U.S. intercepts Iranian order for attack on U.S. interests in Iraq: report
WASHINGTON (Reuters) - The United States has intercepted an order from an Iranian official instructing militants in Iraq to attack U.S. interests in Baghdad in the event the Obama administration launches a military strike in Syria, the Wall Street Journal reported on Thursday.
The American embassy in Baghdad was a likely target, according to unnamed U.S. officials quoted by the newspaper. The Journal said the officials did not describe the range of potential targets indicated by the intelligence.
In addition, the State Department issued a warning on Thursday telling U.S. citizens to avoid all but "essential" travel to Iraq.

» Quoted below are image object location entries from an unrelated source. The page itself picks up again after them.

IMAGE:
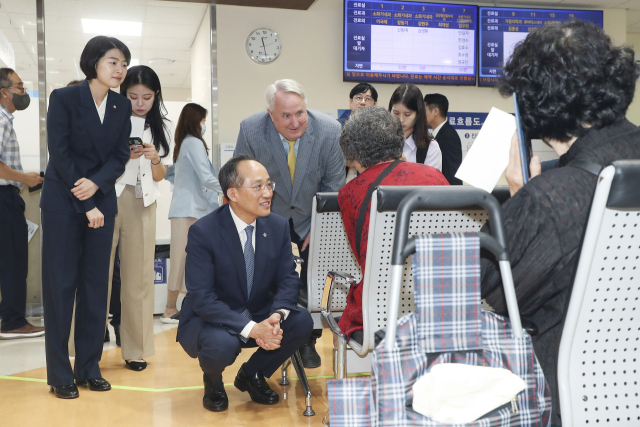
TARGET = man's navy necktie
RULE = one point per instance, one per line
(249, 262)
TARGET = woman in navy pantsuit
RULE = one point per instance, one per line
(88, 128)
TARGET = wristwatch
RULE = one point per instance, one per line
(280, 312)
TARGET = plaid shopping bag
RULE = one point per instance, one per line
(351, 403)
(449, 327)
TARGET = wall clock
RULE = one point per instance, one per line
(264, 45)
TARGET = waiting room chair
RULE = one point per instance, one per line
(384, 204)
(599, 357)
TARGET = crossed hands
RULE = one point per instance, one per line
(267, 333)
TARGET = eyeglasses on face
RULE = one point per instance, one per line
(21, 89)
(367, 99)
(259, 189)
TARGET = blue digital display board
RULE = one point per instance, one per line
(501, 29)
(409, 42)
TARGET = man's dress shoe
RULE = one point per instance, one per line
(65, 391)
(136, 366)
(95, 384)
(215, 400)
(257, 387)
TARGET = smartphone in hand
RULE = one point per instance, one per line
(135, 142)
(38, 186)
(523, 142)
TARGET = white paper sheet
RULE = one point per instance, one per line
(31, 230)
(489, 154)
(137, 127)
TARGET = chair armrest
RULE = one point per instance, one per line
(327, 296)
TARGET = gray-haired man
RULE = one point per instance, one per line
(300, 150)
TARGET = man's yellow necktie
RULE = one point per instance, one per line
(291, 159)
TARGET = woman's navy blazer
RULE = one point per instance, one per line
(82, 147)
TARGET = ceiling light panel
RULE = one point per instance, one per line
(111, 28)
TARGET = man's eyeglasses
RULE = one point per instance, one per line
(21, 89)
(367, 100)
(259, 189)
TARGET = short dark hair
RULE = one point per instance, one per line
(229, 176)
(156, 117)
(95, 49)
(410, 96)
(362, 88)
(189, 121)
(569, 77)
(439, 101)
(5, 77)
(372, 136)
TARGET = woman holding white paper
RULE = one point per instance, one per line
(135, 228)
(573, 87)
(406, 105)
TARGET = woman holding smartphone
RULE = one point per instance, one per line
(88, 129)
(134, 233)
(406, 105)
(195, 194)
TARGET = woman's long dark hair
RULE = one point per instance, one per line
(157, 116)
(189, 125)
(410, 96)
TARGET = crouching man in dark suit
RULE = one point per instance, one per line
(242, 288)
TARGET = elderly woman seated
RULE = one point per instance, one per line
(573, 87)
(372, 141)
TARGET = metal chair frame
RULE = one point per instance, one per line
(598, 375)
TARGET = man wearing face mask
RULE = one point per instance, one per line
(13, 225)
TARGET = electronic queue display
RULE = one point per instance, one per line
(410, 42)
(501, 29)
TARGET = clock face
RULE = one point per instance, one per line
(263, 45)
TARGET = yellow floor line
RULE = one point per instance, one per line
(157, 390)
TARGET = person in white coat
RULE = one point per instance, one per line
(134, 234)
(419, 147)
(195, 194)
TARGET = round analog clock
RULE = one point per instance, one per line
(264, 45)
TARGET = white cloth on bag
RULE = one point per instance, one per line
(458, 394)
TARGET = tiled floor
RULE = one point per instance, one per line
(169, 392)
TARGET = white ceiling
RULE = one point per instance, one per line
(168, 30)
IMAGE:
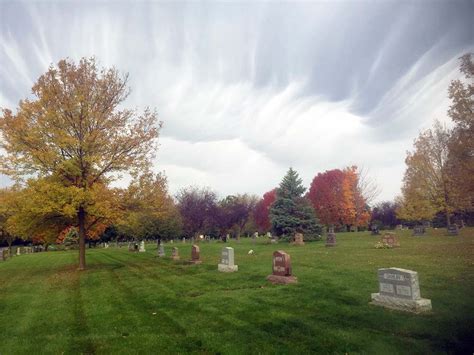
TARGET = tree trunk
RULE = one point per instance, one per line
(81, 216)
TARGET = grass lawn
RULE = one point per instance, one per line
(136, 303)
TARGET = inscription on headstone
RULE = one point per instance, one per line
(175, 253)
(298, 239)
(390, 239)
(281, 270)
(161, 251)
(375, 230)
(419, 231)
(195, 255)
(399, 289)
(331, 238)
(227, 261)
(453, 229)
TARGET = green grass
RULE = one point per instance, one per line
(137, 303)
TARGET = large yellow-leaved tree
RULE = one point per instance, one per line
(74, 137)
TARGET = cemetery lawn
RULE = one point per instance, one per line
(136, 303)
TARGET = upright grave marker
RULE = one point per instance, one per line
(375, 230)
(400, 290)
(298, 239)
(281, 271)
(195, 255)
(418, 231)
(161, 251)
(390, 239)
(175, 253)
(331, 238)
(227, 261)
(453, 229)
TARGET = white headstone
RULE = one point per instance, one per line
(161, 251)
(227, 261)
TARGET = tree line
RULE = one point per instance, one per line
(67, 144)
(439, 178)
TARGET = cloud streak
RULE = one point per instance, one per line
(245, 91)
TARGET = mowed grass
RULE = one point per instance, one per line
(137, 303)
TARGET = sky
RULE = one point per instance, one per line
(247, 89)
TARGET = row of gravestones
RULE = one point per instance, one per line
(420, 230)
(5, 252)
(398, 288)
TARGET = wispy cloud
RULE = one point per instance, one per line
(247, 90)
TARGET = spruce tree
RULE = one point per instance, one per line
(292, 213)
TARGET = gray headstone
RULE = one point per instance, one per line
(453, 229)
(161, 251)
(227, 260)
(400, 289)
(419, 231)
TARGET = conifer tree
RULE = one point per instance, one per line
(291, 212)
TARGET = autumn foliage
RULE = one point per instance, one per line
(337, 198)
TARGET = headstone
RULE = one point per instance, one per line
(175, 254)
(375, 230)
(195, 255)
(161, 251)
(399, 289)
(418, 231)
(453, 229)
(298, 239)
(281, 271)
(5, 253)
(390, 239)
(227, 261)
(331, 238)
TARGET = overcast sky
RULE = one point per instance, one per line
(246, 90)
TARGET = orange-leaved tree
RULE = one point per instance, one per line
(75, 135)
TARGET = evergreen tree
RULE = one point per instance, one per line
(291, 212)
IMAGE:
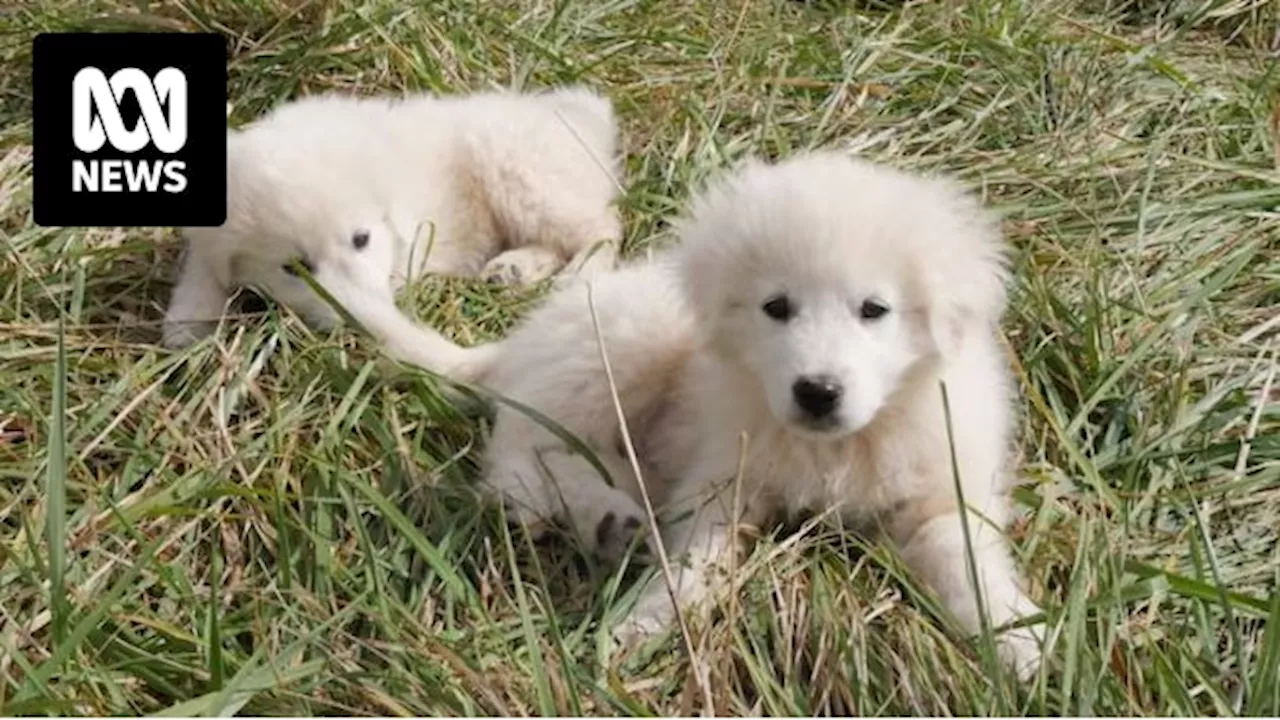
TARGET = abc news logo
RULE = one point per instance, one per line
(163, 127)
(129, 130)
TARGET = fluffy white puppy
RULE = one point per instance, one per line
(368, 192)
(786, 352)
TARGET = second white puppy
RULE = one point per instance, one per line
(370, 191)
(787, 352)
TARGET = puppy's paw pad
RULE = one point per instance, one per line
(636, 629)
(1020, 650)
(617, 532)
(178, 335)
(524, 265)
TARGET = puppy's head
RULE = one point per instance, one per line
(835, 283)
(359, 254)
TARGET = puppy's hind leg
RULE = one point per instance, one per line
(935, 547)
(196, 302)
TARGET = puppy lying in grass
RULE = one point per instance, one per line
(786, 354)
(369, 192)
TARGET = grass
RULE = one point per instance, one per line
(273, 524)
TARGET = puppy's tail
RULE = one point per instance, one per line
(411, 342)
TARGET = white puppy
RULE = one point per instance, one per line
(368, 192)
(786, 352)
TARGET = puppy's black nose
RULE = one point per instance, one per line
(817, 395)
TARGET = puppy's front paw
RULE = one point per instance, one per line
(1020, 650)
(178, 335)
(640, 625)
(524, 265)
(613, 525)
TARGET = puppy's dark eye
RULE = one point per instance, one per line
(778, 308)
(873, 309)
(288, 267)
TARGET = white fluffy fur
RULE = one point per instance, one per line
(705, 381)
(512, 186)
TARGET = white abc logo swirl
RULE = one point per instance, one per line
(91, 89)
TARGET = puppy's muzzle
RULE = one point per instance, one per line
(818, 396)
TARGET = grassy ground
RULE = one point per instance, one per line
(269, 524)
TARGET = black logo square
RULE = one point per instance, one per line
(129, 130)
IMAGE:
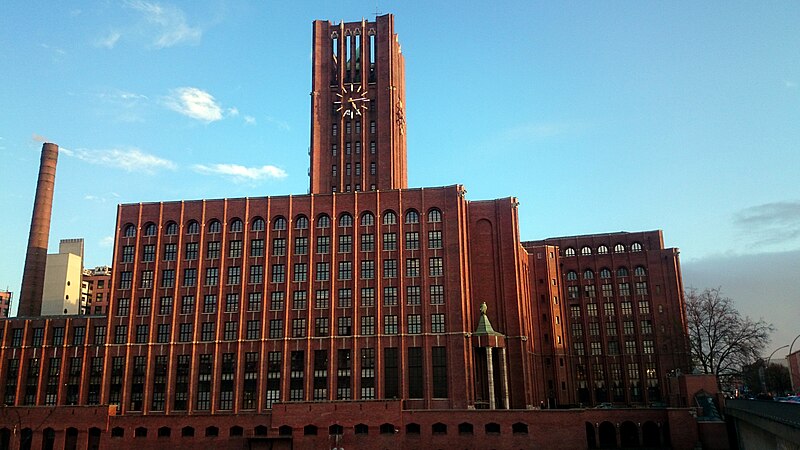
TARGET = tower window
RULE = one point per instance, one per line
(371, 50)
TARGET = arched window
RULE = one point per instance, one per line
(150, 229)
(192, 227)
(171, 229)
(519, 428)
(388, 428)
(572, 275)
(434, 216)
(300, 222)
(345, 220)
(367, 219)
(389, 218)
(279, 223)
(258, 224)
(323, 221)
(492, 428)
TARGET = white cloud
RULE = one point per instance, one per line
(282, 124)
(129, 160)
(109, 41)
(167, 24)
(770, 226)
(195, 103)
(241, 173)
(60, 51)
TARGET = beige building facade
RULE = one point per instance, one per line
(62, 279)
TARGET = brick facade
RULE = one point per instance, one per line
(362, 317)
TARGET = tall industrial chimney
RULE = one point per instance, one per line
(30, 299)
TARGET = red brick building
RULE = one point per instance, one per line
(363, 314)
(5, 303)
(97, 285)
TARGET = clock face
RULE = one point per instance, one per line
(351, 101)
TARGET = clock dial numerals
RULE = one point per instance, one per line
(351, 101)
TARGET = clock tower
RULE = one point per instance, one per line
(358, 140)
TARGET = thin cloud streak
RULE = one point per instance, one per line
(109, 41)
(168, 22)
(240, 173)
(769, 223)
(129, 160)
(195, 103)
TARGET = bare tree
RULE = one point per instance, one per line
(721, 340)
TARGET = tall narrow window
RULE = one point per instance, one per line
(439, 363)
(415, 372)
(391, 373)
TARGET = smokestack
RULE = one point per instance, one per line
(30, 299)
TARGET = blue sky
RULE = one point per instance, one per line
(598, 116)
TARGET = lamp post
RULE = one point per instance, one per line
(791, 374)
(762, 369)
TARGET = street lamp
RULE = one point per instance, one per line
(791, 374)
(761, 369)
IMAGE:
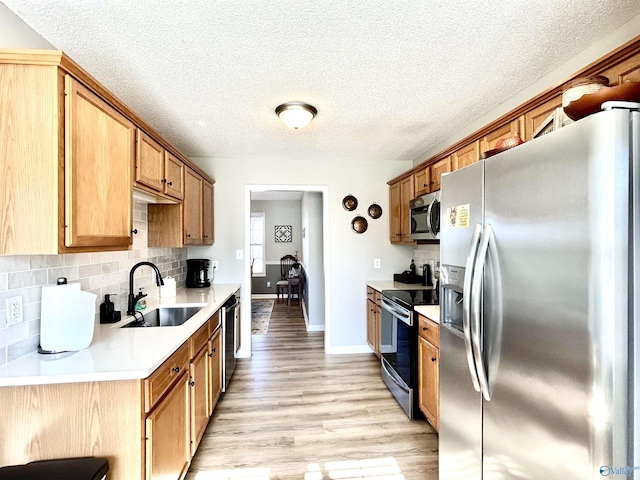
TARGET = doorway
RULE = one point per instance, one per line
(307, 241)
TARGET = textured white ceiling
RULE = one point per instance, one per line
(390, 78)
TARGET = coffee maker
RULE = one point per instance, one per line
(198, 273)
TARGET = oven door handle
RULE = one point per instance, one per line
(395, 312)
(386, 370)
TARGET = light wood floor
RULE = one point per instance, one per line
(292, 412)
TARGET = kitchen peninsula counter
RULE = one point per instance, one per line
(119, 353)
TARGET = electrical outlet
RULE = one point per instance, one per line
(14, 309)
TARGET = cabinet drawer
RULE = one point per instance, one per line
(214, 321)
(429, 330)
(165, 375)
(199, 339)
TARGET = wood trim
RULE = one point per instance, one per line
(64, 62)
(616, 56)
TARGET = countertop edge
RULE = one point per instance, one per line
(106, 347)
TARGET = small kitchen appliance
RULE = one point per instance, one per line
(198, 273)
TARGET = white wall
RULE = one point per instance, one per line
(350, 259)
(312, 249)
(14, 33)
(609, 43)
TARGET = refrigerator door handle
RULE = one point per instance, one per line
(466, 305)
(476, 297)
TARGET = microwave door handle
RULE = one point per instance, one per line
(466, 305)
(476, 288)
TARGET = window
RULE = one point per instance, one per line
(257, 245)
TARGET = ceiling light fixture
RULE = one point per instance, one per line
(296, 114)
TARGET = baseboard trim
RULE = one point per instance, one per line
(348, 349)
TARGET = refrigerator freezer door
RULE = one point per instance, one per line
(558, 207)
(460, 434)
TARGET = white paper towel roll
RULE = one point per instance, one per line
(67, 317)
(169, 288)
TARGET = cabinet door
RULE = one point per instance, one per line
(192, 208)
(534, 118)
(215, 369)
(207, 213)
(435, 173)
(395, 233)
(149, 162)
(99, 150)
(421, 181)
(173, 176)
(490, 140)
(167, 439)
(466, 155)
(429, 380)
(199, 396)
(406, 195)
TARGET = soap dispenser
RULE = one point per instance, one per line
(108, 313)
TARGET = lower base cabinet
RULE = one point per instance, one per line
(167, 441)
(148, 429)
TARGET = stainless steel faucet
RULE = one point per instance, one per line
(133, 299)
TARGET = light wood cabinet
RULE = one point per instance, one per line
(207, 213)
(511, 129)
(192, 207)
(429, 369)
(99, 149)
(535, 117)
(173, 182)
(167, 435)
(422, 181)
(400, 194)
(466, 155)
(435, 173)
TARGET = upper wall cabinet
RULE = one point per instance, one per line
(157, 169)
(99, 149)
(67, 164)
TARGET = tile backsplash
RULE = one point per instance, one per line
(99, 273)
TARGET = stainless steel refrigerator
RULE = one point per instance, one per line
(539, 253)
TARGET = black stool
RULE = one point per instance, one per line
(66, 469)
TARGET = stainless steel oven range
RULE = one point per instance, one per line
(399, 344)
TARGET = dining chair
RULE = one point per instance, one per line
(286, 264)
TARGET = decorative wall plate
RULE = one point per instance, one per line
(350, 203)
(375, 211)
(359, 224)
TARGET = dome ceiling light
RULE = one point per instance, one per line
(296, 114)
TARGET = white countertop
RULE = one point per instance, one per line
(391, 285)
(119, 353)
(432, 312)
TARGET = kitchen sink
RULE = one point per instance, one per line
(164, 317)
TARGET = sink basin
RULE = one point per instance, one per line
(164, 317)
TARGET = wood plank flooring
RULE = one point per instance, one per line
(292, 413)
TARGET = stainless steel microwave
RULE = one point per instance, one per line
(425, 217)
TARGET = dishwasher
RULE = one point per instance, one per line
(229, 312)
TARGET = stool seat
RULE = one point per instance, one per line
(88, 468)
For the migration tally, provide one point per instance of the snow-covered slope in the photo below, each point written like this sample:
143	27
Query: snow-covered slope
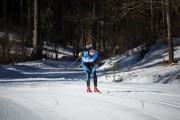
152	68
51	90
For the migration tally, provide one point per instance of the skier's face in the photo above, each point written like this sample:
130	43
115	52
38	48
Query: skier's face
92	52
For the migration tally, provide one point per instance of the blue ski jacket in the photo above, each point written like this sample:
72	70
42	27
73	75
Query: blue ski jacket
87	59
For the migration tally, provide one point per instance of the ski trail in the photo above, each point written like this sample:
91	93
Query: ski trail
12	111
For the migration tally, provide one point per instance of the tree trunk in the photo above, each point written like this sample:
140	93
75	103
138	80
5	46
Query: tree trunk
29	24
152	21
37	52
169	34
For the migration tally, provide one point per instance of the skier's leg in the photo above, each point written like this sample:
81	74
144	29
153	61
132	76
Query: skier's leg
88	81
94	78
95	81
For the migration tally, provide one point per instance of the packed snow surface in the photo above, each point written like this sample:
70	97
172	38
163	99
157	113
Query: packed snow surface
51	90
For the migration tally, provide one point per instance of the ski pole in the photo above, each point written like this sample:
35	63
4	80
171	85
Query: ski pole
73	63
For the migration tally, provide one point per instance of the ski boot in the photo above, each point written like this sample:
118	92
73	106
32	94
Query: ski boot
95	89
88	89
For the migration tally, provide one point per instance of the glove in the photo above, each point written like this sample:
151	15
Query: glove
81	54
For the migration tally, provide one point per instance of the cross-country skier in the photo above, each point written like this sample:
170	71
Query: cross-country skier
89	64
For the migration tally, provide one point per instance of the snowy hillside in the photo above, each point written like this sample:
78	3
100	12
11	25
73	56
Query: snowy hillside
151	69
51	90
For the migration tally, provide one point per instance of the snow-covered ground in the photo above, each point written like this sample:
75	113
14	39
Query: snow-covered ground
49	90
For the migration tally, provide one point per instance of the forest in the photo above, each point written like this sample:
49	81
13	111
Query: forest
111	26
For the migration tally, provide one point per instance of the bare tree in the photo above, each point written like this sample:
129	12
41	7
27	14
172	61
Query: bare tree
37	50
169	33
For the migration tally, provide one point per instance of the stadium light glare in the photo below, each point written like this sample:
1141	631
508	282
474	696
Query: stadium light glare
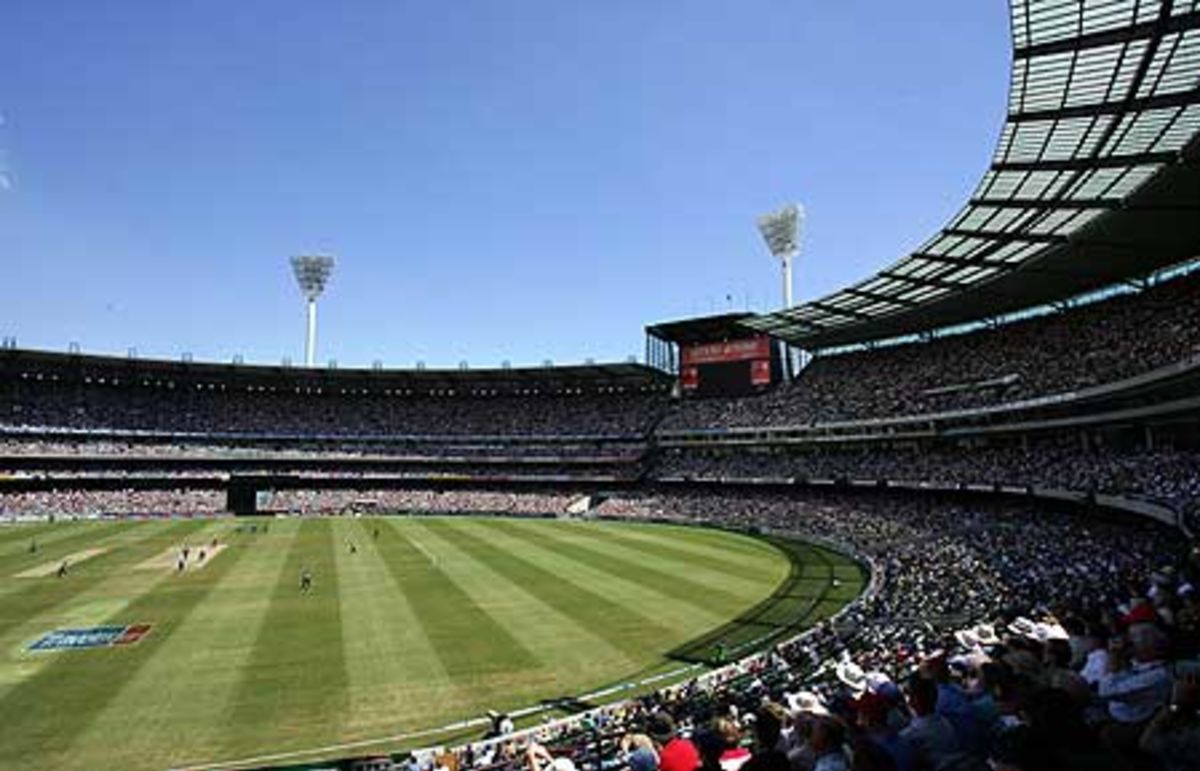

President Barack Obama has asked the U.S. Congress to back his plan for limited strikes in response to a chemical weapons attack on civilians that the United States blames on Syrian President Bashar al-Assad's forces.
The Journal reported that the Iranian message was intercepted in recent days and came from the head of the Revolutionary Guards' Qods Force. The newspaper said the message went to Iranian-supported Shi'ite militia groups in Iraq.
The Journal reported that the message informed Shi'ite groups to be prepared to respond with force after any U.S. military strike on Syria.
"Travel within Iraq remains dangerous given the security situation," according to the State Department's warning, which replaced an earlier one "to update information on security incidents and to remind U.S. citizens of ongoing security concerns in Iraq, including kidnapping and terrorist violence."
The department said that numerous insurgent groups, including al Qaeda's Iraq affiliate, remain active and "terrorist activity and sectarian violence persist in many areas of the country at levels unseen since 2008."
It added: "The ability of the embassy to respond to situations in which U.S. citizens face difficulty, including arrests, is extremely limited."
The State Department declined immediate comment. The CIA declined comment.